"He comes on my young lady's invitation, and that I know full well," said Dame Gillian; "and he is less like to do the Constable wrong than to have wrong at his hand, poor gentleman, as indeed he has had enough of that already."
"And who told thee so?" said Raoul, bitterly.
"No matter, it was one who knew all about it very well," said the dame, who began to fear that, in displaying her triumph of superior information, she had been rather over-communicative.
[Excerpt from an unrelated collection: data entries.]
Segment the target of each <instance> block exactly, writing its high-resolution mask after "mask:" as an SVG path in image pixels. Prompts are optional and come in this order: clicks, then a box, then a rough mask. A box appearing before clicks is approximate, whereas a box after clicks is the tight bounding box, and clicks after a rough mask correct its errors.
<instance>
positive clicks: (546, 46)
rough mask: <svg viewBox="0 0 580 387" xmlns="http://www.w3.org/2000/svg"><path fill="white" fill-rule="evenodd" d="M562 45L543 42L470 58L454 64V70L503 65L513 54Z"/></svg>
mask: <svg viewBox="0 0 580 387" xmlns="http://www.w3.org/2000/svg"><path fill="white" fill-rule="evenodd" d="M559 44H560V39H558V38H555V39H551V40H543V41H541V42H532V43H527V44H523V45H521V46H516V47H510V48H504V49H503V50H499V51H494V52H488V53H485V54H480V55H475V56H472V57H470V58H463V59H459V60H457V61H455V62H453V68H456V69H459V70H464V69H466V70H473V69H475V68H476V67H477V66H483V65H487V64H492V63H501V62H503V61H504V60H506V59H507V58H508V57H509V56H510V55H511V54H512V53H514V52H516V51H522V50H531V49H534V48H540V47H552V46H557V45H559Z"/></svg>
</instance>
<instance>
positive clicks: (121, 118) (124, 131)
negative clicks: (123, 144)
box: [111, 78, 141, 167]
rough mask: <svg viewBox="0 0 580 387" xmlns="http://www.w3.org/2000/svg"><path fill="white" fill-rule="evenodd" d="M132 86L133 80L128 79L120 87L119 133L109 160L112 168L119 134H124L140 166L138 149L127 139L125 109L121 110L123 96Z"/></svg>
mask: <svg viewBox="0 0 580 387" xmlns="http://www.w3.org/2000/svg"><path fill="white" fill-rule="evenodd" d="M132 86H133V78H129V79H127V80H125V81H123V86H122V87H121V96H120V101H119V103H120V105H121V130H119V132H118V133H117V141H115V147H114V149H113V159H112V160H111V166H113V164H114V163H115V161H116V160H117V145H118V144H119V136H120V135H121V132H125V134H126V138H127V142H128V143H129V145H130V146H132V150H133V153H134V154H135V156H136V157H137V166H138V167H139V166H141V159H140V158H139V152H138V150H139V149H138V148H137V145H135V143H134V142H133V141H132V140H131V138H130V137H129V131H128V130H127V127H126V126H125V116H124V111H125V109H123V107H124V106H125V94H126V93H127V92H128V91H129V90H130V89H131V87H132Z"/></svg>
"It must have been the devil, or Randal himself" said Raoul, "for no other mouth is large enough for such a lie.—But hark ye, Dame Gillian, who is he that presses forward next, like a man that scarce sees how he goes?"
"Even your angel of grace, my young Squire Damian" said Dame Gillian.
"It is impossible!" answered Raoul—"call me blind if thou wilt;— but I have never seen man so changed in a few weeks—and his attire is flung on him so wildly as if he wore a horse-cloth round him instead of a mantle—What can ail the youth?—he has made a dead pause at the door, as if he saw something on the threshold that debarred his entrance—Saint Hubert, but he looks as if he were elf-stricken!"
"You ever thought him such a treasure!" said Gillian; "and now look at him as he stands by the side of a real gentleman, how he stares and trembles as if he were distraught."
"I will speak to him," said Raoul, forgetting his lameness, and springing from his elevated station—"I will speak to him; and if he be unwell, I have my lancets and fleams to bleed man as well as brute."
"And a fit physician for such a patient," muttered Gillian,—"a dog-leech for a dreamy madman, that neither knows his own disease nor the way to cure it."
Meanwhile the old huntsman made his way towards the entrance, before which Damian remained standing, in apparent uncertainty whether he should enter or not, regardless of the crowd around, and at the same time attracting their attention by the singularity of his deportment.